El presidente indonesio, Abdurrahman Wahid, ordenó ayer la detención del hijo más joven del ex dictador Suharto, Tommy, en relación con la bomba que el miércoles mató a 15 personas en la Bolsa de Yakarta, un día antes de que el ex dictador se negara a comparecer por segunda vez ante el tribunal que ha de juzgarle por corrupción. Suharto fue acusado el 31 de agosto no por dirigir durante décadas un régimen exterminador, sino por ladrón, por el uso fraudulento de unos 1.000 millones de pesetas de organizaciones benéficas que controlaba. La capital indonesia ha sufrido en los últimos meses una serie de atentados mortales con explosivos -la oficina del fiscal general, la residencia del embajador filipino, organizaciones religiosas- que la policía relaciona con los seguidores del déspota. Ahora, por primera vez, se implica en el terrorismo a su familia directa. Según Wahid, hay "evidencia abundante" contra el extravagante y multimillonario Tommy. Suharto, de 79 años y en arresto domiciliario, se ha escudado hasta ahora en motivos de salud para negarse a comparecer ante los jueces, lo que ha provocado esta semana serios enfrentamientos en la capital. El arresto de su hijo, pese a haber sido anunciado por la mañana, no se había ejecutado anoche. El clérigo Wahid, hombre de salud precaria y el único presidente indonesio democráticamente elegido, dirige un Gobierno errático y tan débil como cargado de buenas intenciones. Hasta el punto de que ha anunciado ya, sin explicarla, su intención de perdonar a Suharto, caso de que sea condenado.
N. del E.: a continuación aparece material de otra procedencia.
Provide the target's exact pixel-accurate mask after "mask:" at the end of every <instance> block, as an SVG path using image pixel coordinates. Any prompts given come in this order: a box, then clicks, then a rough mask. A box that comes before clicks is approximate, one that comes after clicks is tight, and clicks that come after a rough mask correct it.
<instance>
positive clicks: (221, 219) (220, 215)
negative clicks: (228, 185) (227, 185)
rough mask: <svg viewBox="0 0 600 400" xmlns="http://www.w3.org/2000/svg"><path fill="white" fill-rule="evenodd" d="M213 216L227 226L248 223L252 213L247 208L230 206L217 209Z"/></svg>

Indonesia se acerca peligrosamente a un punto crítico. Yakarta, pese a sus proclamas, no ha evitado las matanzas interconfesionales que se suceden en el vasto archipiélago; ni es capaz de cortar la violencia recurrente en la capital ni de impedir el caos en Timor Occidental, donde milicias armadas y entrenadas por el Ejército indonesio, que hace unos días asesinaron a tres funcionarios de la ONU, siguen aterrorizando impunemente a los más de 100.000 refugiados de Timor Oriental.
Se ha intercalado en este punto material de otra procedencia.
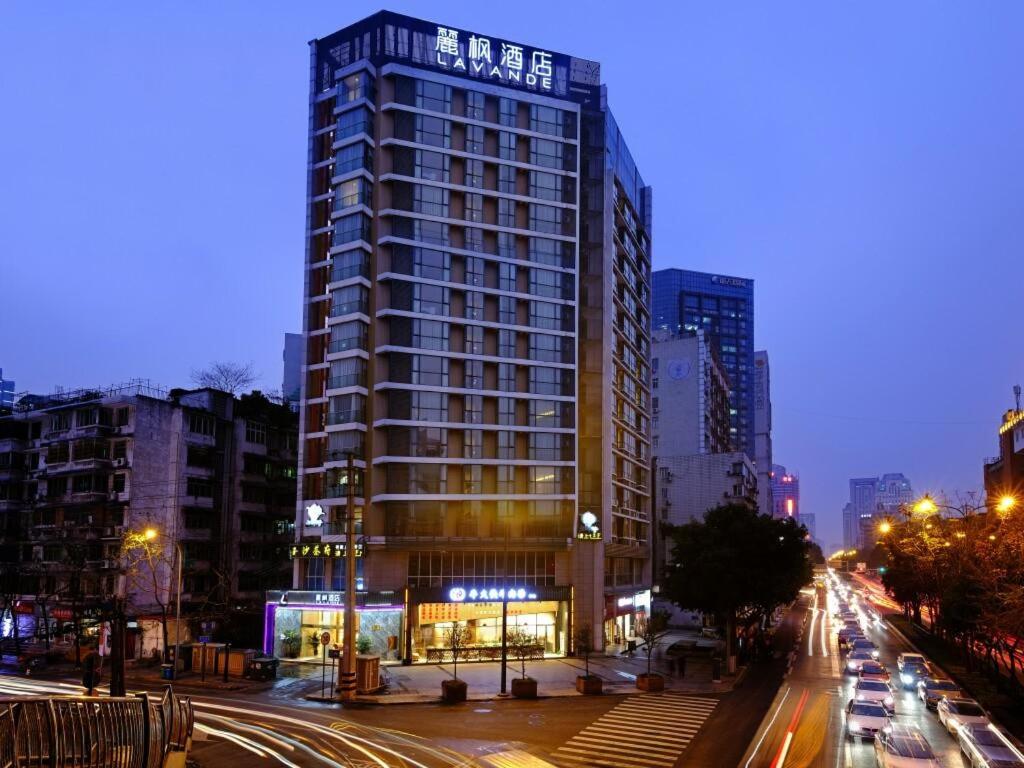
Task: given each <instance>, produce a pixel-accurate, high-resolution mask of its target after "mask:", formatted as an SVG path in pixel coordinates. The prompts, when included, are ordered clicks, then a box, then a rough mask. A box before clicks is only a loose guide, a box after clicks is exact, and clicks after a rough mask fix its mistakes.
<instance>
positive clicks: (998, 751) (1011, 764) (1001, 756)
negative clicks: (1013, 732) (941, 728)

Si el Gobierno indonesio no enjuicia seriamente a Suharto, su impotencia será vista como la del movimiento reformista que le destronó en mayo de 1998, tras 32 años de despotismo y corrupción. El proceso del general-autócrata y la estabilización del gigante asiático son la prueba suprema de la frágil y joven democracia cuyo timón tan a duras penas empuña Wahid.